- A late-stage trial win should help biotech Esperion Therapeutics make a better case for its experimental cholesterol drug's place as a middle option between generic statins and pricey PCSK9 inhibitors, although a larger, ongoing study remains a final test.
- Phase 3 data released Monday showed a pill combining Esperion's bempedoic acid with ezetimibe cut levels of "bad" cholesterol by a third, surpassing the lipid lowering effect of either drug given alone or placebo in patients with atherosclerotic heart disease already treated with high doses of statin.
- The results move Esperion a step closer toward its goal of submitting bempedoic acid for U.S. approval early next year. Safety concerns spurred by an earlier trial, however, will keep investors withholding final judgment until the outcome of the final study is known later this fall.
Esperion believes it can succeed where highly anticipated cholesterol-lowering therapies from Amgen and the team of Sanofi and Regeneron have so far failed.
Those drugs, respectively Repatha (evolocumab) and Praluent (alirocumab), came to market in 2015 with blockbuster sales expectations on the back of their potent effect in reducing LDL cholesterol.
But the two PCSK9 inhibitors proved less popular than their makers imagined, as insurers and physicians opted for cheap statins or generic Zetia (ezetimibe) to treat most patients.
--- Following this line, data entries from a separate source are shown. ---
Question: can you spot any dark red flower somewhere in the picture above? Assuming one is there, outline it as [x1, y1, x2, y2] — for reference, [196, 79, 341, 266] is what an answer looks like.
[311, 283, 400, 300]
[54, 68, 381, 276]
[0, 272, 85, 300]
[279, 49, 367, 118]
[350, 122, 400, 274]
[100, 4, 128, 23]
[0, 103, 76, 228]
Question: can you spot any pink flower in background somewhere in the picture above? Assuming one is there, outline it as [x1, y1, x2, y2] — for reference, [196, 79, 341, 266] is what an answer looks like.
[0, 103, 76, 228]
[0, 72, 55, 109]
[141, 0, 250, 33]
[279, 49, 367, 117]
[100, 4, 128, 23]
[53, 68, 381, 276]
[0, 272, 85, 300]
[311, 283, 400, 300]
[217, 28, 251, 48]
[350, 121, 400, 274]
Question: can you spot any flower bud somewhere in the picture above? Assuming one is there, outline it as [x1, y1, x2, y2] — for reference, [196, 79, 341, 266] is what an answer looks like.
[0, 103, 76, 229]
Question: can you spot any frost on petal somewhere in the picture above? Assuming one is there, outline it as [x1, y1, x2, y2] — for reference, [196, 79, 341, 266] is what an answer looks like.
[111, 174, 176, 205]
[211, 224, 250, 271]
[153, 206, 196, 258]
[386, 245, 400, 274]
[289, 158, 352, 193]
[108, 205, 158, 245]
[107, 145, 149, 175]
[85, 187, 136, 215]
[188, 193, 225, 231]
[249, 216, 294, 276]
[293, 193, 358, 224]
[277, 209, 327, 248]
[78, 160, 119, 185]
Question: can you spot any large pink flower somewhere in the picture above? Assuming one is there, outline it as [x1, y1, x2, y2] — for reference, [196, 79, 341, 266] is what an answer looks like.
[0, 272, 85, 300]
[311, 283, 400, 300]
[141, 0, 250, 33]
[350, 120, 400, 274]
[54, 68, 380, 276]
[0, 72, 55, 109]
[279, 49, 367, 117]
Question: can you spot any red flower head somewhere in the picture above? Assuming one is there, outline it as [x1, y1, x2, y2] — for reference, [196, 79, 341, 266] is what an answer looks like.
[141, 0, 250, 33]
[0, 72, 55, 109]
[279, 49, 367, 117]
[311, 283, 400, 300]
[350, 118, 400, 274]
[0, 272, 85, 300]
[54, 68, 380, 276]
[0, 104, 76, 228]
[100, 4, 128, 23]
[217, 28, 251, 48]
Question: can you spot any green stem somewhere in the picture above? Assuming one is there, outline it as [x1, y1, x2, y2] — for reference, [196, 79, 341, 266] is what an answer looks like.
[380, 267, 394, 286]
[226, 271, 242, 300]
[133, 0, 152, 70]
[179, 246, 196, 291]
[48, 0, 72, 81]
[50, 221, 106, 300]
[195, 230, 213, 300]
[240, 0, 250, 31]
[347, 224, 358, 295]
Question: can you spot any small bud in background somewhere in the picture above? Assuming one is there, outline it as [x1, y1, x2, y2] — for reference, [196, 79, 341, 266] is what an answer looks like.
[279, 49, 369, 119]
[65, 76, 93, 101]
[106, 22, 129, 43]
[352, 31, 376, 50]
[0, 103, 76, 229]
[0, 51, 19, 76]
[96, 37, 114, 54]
Repatha and Praluent both carry prices above $10,000 a year, although subsequent deals with payers have lowered the cost for some.
Esperion's strategy in developing bempedoic acid has been to aim for those patients who need more LDL lowering than statins can offer, but don't necessarily need to spring for the dramatic reductions offered by PCSK9s. And, in contrast to the pricey biologics, Esperion plans to price its drug at less than $4,000 a year if it's approved.
To that end, the biotech has advanced studies of bempedoic acid both as monotherapy and combined with ezetimibe into a once-daily pill. Three of those trials have already read out in favor of bempedoic acid, with Monday's results marking the fourth positive milestone.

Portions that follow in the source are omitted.